OVERCOMING subsoil constraints in SA’s sandy soils has been shown to boost crop yields by up to 180 per cent, according to PIRSA’s New Horizons project.
Now the focus of an expanded five-year, GRDC-funded project is to find the most cost-effective treatments for farmers to apply to their paddocks.
PIRSA Rural Solutions SA consultant Melissa Fraser says results from Eyre Peninsula, Mallee and South East sites show overcoming high bulk density, low water-holding capacity and poor fertility in sandy soils can substantially lift production.
“Previously all our soil work has been in the top 10 centimetres but we know improving the root zone to 30cm is key to getting the next productivity increase for agriculture,” she said.
“We know that in a zone like the SE, even in a dry year there is water in the profile at harvest and we just have to encourage the roots to get there.”
At each of the three New Horizon sites at Brimpton Lake, Karoonda and Cadgee, a range of treatments have been tested from shallow clay disced to 10cm, to organic matter such as lucerne hay.
The combination of spading, clay, organic matter and nutrition had the largest cumulative biomass response across the three years at all sites, with grain yields almost doubling in dry years.
At Brimpton Lake grain yields – in a wheat-wheat-barley rotation – increased by 3.6 tonnes a hectare when organic matter was spaded in, compared with the control, which was managed to district practice.
The greatest increases were seen in 2014 and 2015, when the annual rainfall was 100 millimetres less than the long-term average.
“In years that rely on accessing subsoil moisture and nutrients, that’s where the treatments pay off with at least 1t/ha increases,” Dr Fraser said.
Each sandy soil has a different set of challenges.
- MELISSA FRASER
At Karoonda, an extra 3t/ha was harvested in the wheat-wheat-peas rotation and at Cadgee the response was 1.4t/ha, for seasons of wheat and then barley.
The 2016 canola crop at Cadgee was badly damaged by birds at maturity and unable to be harvested.
These results confirm the benefits of spading and clay spreading to improve SA’s estimated 2.1 million hectares of sandy soils.
But Dr Fraser believes incorporating organic matter will also be key to prolonged amelioration benefits, by either using manures, compost or a “cut and carry crop”.
“We know we can grow a 5-6t/ha crop of vetch or some other hay crop, if not in that paddock then somewhere else on the farm, and cut it and put it into their sandy soils,” she said.

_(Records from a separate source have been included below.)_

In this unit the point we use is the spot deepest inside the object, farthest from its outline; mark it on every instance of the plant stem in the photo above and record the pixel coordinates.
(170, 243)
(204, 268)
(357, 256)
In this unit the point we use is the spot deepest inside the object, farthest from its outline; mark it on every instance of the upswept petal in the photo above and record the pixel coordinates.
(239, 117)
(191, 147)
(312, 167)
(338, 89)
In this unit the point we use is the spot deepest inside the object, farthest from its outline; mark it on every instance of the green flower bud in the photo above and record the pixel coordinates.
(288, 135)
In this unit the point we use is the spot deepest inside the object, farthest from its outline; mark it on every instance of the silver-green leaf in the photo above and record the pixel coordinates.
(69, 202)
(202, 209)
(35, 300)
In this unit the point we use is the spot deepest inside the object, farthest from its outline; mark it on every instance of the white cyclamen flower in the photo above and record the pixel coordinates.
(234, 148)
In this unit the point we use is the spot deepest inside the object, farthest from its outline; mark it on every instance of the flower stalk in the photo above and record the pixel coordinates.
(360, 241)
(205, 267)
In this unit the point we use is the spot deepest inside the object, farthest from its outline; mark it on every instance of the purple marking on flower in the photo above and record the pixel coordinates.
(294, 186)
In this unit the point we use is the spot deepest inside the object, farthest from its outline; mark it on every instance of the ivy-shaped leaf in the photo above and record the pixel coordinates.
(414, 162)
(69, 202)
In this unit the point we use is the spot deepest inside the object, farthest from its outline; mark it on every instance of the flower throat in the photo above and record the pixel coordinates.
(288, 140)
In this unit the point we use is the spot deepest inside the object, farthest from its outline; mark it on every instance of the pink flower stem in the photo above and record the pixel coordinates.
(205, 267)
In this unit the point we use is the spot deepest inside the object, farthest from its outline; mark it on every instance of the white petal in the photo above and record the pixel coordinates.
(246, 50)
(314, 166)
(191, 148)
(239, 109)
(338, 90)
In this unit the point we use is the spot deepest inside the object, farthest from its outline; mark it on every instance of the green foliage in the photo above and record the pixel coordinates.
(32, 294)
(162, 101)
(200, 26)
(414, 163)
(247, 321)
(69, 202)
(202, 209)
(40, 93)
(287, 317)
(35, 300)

Seven additional sites are being established across SA, NSW and Vic under the GRDC Sandy Soils project, with collaboration from the CSIRO, UniSA, PIRSA, Mallee Sustainable Farming and AgGrow Agronomy.
The three existing PIRSA sites will continue with their 11 treatments until 2019 and a fourth site will be established with UniSA at Murlong on the EP, which will characterise soils and explore yield responses, using different soil wetting agents and mechanical treatments.
This includes using a ripping tyne to break soils with high bulk density and inclusion plates to get top soil down into the profile.
Dr Fraser says farming groups will be involved in testing the different “treatment packages”.
“Each sandy soil has a different set of challenges,” she said. “Ultimately it is about improving water use efficiency, but we are confident we can make the treatments pay.”